According to the results, the 20 ACOs in the Pioneer ACO Model and 333 Medicare Shared Shavings Program ACOs generated more than $411 million in total savings in 2014, which includes all ACOs’ savings and losses. At the same time, 97 ACOs qualified for shared savings payments of more than $422 million by meeting quality standards and their savings threshold. The results also show that ACOs with more experience in the program tend to perform better over time.
SUMMARY OF RESULTS:
Pioneer Performance Year 3 Results
Pioneer ACOs are early adopters of coordinated care and tend to be more experienced, have an established care coordination infrastructure, and assume greater performance-based financial risk. The 20 Pioneer ACOs participating in 2014 (Performance Year 3) were accountable for 622,265 beneficiaries, a 2% increase from 607,945 beneficiaries in 2013 (Performance Year 2). These ACOs showed continued strong performance and improvement across financial, quality of care, and patient experience measures.
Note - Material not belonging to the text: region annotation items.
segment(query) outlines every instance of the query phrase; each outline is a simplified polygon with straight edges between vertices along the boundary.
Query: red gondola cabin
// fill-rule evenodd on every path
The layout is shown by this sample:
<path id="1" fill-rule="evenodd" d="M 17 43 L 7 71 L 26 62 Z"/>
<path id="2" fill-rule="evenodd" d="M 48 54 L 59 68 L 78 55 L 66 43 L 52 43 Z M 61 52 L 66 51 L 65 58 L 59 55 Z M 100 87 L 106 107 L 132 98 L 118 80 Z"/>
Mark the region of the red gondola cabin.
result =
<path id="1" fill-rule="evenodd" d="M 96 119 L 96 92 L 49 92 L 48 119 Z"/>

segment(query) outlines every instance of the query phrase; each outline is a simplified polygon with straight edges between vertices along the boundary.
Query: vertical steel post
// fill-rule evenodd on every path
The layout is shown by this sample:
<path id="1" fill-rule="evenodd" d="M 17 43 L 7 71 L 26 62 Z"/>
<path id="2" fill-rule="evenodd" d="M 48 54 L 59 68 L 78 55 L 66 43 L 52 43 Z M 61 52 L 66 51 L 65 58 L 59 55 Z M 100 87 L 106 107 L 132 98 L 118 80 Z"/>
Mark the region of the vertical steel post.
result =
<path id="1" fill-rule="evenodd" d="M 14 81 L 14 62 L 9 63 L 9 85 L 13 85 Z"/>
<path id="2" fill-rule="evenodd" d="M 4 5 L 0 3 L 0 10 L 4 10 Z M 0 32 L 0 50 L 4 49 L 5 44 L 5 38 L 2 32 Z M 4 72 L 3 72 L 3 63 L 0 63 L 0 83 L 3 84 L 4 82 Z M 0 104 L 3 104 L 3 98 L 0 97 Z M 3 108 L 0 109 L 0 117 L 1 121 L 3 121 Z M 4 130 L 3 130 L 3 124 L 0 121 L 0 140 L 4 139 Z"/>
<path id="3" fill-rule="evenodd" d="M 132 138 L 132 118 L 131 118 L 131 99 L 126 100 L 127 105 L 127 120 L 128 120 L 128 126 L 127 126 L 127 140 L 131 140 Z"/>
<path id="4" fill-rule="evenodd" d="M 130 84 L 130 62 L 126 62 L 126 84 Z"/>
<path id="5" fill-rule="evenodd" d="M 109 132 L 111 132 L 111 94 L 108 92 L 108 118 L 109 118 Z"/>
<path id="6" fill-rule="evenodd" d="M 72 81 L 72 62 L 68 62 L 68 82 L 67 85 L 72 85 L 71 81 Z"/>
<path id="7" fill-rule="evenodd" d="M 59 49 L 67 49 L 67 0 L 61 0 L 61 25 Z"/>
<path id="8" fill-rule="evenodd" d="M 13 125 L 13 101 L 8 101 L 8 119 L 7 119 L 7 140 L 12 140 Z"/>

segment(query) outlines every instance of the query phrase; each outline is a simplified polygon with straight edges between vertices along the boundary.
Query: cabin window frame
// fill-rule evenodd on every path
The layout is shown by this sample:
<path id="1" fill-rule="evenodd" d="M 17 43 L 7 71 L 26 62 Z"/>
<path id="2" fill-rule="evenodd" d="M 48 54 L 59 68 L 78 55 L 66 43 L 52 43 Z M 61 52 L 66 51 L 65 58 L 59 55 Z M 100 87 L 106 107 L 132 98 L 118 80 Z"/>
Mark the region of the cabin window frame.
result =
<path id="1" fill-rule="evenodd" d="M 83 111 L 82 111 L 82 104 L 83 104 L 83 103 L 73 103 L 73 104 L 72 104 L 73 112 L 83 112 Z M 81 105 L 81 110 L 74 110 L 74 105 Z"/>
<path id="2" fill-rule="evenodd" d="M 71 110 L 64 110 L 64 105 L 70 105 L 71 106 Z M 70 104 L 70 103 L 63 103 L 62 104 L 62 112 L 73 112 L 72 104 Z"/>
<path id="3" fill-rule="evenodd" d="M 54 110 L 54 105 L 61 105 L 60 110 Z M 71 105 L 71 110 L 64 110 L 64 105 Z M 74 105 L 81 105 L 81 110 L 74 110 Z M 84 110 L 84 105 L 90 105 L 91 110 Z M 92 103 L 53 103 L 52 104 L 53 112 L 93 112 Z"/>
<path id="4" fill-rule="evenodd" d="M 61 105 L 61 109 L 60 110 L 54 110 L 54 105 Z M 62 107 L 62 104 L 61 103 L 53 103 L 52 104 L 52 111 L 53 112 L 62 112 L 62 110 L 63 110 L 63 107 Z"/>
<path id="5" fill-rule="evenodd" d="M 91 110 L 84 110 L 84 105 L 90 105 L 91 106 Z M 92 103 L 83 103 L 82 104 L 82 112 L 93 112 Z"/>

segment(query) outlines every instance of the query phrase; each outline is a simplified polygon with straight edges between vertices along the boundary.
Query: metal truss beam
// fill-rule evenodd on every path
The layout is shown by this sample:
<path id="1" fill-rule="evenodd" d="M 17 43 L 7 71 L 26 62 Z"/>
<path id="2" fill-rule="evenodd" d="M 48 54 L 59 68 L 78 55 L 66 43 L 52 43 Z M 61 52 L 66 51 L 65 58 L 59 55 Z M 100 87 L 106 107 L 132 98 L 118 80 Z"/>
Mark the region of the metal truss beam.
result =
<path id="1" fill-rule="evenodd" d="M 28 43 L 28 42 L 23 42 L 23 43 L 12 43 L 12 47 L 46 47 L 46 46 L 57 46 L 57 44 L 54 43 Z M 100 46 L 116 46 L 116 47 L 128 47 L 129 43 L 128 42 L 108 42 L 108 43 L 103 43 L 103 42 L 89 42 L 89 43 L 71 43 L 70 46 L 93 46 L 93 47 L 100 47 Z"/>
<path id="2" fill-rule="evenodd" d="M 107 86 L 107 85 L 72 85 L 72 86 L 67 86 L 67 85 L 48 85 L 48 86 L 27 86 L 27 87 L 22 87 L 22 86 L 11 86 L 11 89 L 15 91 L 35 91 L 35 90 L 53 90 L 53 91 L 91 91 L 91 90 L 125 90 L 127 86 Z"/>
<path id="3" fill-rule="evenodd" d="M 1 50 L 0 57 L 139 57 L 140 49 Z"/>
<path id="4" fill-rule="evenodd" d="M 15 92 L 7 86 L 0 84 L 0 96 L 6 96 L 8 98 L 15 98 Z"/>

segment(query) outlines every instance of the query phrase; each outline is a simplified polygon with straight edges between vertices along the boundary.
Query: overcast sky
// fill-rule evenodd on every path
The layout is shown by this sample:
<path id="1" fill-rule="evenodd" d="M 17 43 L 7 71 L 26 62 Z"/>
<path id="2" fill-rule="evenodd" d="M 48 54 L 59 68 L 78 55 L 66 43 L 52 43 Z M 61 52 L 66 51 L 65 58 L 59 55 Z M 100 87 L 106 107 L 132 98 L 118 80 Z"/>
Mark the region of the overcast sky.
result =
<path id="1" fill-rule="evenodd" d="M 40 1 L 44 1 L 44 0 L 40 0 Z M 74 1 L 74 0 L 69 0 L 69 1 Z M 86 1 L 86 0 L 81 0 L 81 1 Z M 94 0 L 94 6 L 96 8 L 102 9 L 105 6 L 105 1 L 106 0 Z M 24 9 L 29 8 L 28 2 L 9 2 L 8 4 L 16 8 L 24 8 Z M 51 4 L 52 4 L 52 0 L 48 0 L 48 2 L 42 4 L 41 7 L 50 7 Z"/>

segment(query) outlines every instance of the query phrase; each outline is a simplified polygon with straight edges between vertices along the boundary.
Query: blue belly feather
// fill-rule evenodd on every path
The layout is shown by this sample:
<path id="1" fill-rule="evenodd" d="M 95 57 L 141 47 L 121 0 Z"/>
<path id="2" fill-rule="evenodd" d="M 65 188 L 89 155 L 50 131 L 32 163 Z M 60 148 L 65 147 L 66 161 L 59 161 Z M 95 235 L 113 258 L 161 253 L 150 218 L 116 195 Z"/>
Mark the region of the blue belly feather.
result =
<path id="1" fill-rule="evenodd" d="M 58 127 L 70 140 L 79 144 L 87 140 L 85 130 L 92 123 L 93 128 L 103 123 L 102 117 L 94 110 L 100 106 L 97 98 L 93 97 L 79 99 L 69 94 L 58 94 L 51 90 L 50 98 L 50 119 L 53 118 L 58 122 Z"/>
- During the third performance year, Pioneer ACOs generated total model savings of $120 million, an increase of 24% from Performance Year 2 ($96 million), which was itself an increase from Performance Year 1 ($88 million).
- Of 15 Pioneer ACOs who generated savings, 11 generated savings outside a minimum savings rate and earned shared savings. These 11 ACOs qualify for shared savings payments of $82 million. Of 5 Pioneer ACOs who generated losses, three generated losses outside a minimum loss rate and owed shared losses. These ACOs are paying CMS $9 million in shared losses.
- Total model savings per ACO increased from $2.7 million per ACO in Performance Year 1 to $4.2 million per ACO in Performance Year 2 to $6.0 million per ACO in Performance Year 3.
Quality of Care and Patient Experience:
- The mean quality score among Pioneer ACOs increased to 87.2 percent in Performance Year 3 from 85.2 percent in Performance Year 2, which was itself an improvement from 71.8 percent in Performance Year 1.
- The organizations showed improvements in 28 of 33 quality measures and experienced average improvements of 3.6% across all quality measures compared to Performance Year 2. Particularly strong improvement was seen in medication reconciliation (70% to 84%), screening for clinical depression and follow-up plan (50% to 60%), and qualification for an electronic health record incentive payment (77% to 86%).
- Pioneer ACOs improved the average performance score for patient and caregiver experience in 5 out of 7 measures compared to Performance Year 2, suggesting that Medicare beneficiaries who obtain care from a provider participating in a Pioneer ACO continue to report a positive experience.
Medicare Shared Savings Program Performance Year 2014 Results for ACOs with 2012, 2013, and 2014 start dates
Ninety-two Shared Savings Program ACOs held spending $806 million below their targets and earned performance payments of more than $341 million as their share of program savings. No Track 2 ACOs owed CMS losses. Total net savings to the Medicare Trust Funds was $465 million. These numbers represent an increase from 2013, when 58 ACOs held spending $705 million below their targets and earned performance payments of more than $315 million. Total net savings to the Medicare Trust Funds was $383 million.
- An additional 89 ACOs reduced health care costs compared to their benchmark, but did not qualify for shared savings, as they did not meet the minimum savings threshold.
- ACOs with more experience in the program were more likely to generate shared savings. Among ACOs that entered the program in 2012, 37 percent generated shared savings, compared to 27 percent of those that entered in 2013, and 19 percent of those that entered in 2014.
- Shared Savings Program ACOs that reported in both 2013 and 2014 improved on 27 of 33 quality measures. Quality improvement was shown in such measures as patients’ ratings of clinicians’ communication, beneficiaries’ rating of their doctor, screening for tobacco use and cessation, screening for high blood pressure, and Electronic Health Record use.
- Shared Savings Program ACOs achieved higher average performance rates on 18 of the 22 Group Practice Reporting Option Web Interface measures reported by other Medicare FFS providers reporting through this system.
- Eligible professionals participating in ACOs also qualify for their Physician Quality Reporting System (PQRS) incentive payments for reporting their quality of care through the ACO. These providers will also avoid the PQRS payment adjustment in 2016 because their ACO satisfactorily reported quality measures on their behalf for the 2014 reporting year.
- The Shared Savings Program continues to receive strong interest from both new applicants seeking to join the program as well as from existing ACOs seeking to continue in the program for a second agreement period starting in 2016. New and renewing ACOs will be announced around the end of 2015.